Monday, August 10, 2009

The Dying Process....

I was just reading certain passages from a book written by Julia Lawton called the The Dying Process regarding palliative care from patients points of view and her observations certainly gave me much food for thought and confirmed my own feelings and thoughts on palliative care in this country.

I am not 100% convinced by Palliative Care facilities and principles, it seems the best intentions are in theory correct but are left for too much interpretation and scope which therefore means the kind of palliative care service practiced or given varies from either very good or to very bad.

For instance it seems to me that you have those that are elderly and ill seem to be placed in these facilities who are about to pass and you are wondering if this is a nursing home drive through service? Then you have those with terminal illnesses who are still trying to battle their illness and haven't given up on their lives yet but have no choice because there aren't adequate facilities to have them at home or they require a pain management relief which isn't provided at your garden variety public or private hospital, therefore the policy of the public health system is to dump them into a Palliative Care facility/hospice.

This can't seriously be psychologically good for these type of patients. Imagine having a terminal illness and a will to still live? You are still in control of your mind but may have physical limitations and you are forced into sharing a ward and witnessing the public deaths of others? Not only does the person dying before your very eyes lose their own dignity and privacy as a person, but you have to feel their pain and their indignity also? It's very confronting and seems to prolong your own agony. I could only imagine it would feel like dying countless of times.

And please don't give me the well "nurses and doctors see it all the time". Sure they do, they are trained and paid to do this, but they aren't dying themselves, they go home to their comfortable lives knowing they have their health and families. They go home to forget about it. But when its you or loved one seeing this day in and day out, It would be psychologically devastating, and feeling this sort of depression, it would only exacerbate and be deterimental to your own condition.

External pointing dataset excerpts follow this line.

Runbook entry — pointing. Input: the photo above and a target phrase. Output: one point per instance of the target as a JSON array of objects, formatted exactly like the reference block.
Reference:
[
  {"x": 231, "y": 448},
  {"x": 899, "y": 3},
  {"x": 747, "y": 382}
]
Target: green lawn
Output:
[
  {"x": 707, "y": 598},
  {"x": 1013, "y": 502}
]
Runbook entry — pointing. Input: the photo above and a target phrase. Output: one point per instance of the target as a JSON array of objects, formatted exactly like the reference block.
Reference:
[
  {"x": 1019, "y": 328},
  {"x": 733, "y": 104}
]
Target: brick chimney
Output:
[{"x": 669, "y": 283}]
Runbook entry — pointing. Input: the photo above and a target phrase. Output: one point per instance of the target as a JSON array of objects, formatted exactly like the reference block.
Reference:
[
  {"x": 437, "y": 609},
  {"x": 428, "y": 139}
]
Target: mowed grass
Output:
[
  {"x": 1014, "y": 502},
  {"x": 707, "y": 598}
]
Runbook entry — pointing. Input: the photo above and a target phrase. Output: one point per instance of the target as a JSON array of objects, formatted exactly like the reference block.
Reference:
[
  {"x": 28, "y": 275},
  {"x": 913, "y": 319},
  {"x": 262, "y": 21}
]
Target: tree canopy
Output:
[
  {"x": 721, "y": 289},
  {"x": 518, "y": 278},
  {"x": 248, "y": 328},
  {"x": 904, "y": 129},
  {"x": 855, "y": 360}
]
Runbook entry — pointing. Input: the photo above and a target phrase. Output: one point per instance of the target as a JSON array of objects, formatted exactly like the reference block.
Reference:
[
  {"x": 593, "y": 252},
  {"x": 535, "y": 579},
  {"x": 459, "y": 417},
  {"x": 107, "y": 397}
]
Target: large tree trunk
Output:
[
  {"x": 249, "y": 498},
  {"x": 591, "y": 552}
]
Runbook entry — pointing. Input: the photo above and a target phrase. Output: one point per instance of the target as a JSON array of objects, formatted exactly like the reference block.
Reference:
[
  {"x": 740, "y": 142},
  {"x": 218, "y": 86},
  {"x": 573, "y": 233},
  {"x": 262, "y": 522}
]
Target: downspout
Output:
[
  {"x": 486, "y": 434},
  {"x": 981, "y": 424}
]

It seems the feelings of those going through this are second place to the issues of lack of funding, not enough experienced staff, nurses, and very few doctors whom main concern is to prescribe morphine and then their role is done. Palliative care is to provide comfort and pain relief. But does it really? Is changing the diaper of an incontinent patient really caring? How would this comfort a patient knowing why they are in this morbid atmopshere when they are glued to their bed waiting for death and watching the deaths of others? In fact I would begger to differ on the definition of caring in a palliative care setting from my own experiences.

It seems like the terminally ill and elderly are written off and are left to hide from those the medical profession have deemed incurable from society in a geriatric hospice. You're a social leper.

It seems the terminallly ill aren't encouraged to live the rest of their lives as well as they can, When you are cut off from society, you are no longer included or encouraged into society? Palliative Care facilities don't encourage nor do they give hope to those the most vunerable in society. It's all about waiting to die and changing the sheets of the bed for the next victim.

It's no coincidence that terminal patients who are admitted into these facilities deterioate quickly. In a week a patient who could use a walking frame to walk and who could feed himself can a week later, sleep the entire day, need someone to help him eat and is told they cannot leave their own bed. How can one in this setting possibly try and live as well as they can with the little time they have left?

It seems the psychology is that these people are encouraged to depend on and in most cases lacklustre staff or student nurses on medication, being able to go to the toilet and their very own existance on these people, this way they are easily manipulated and taken care of in nursing terms. They lose themselves to another and aren't given the opportunity to truly live the best they can in the sunset of their lives.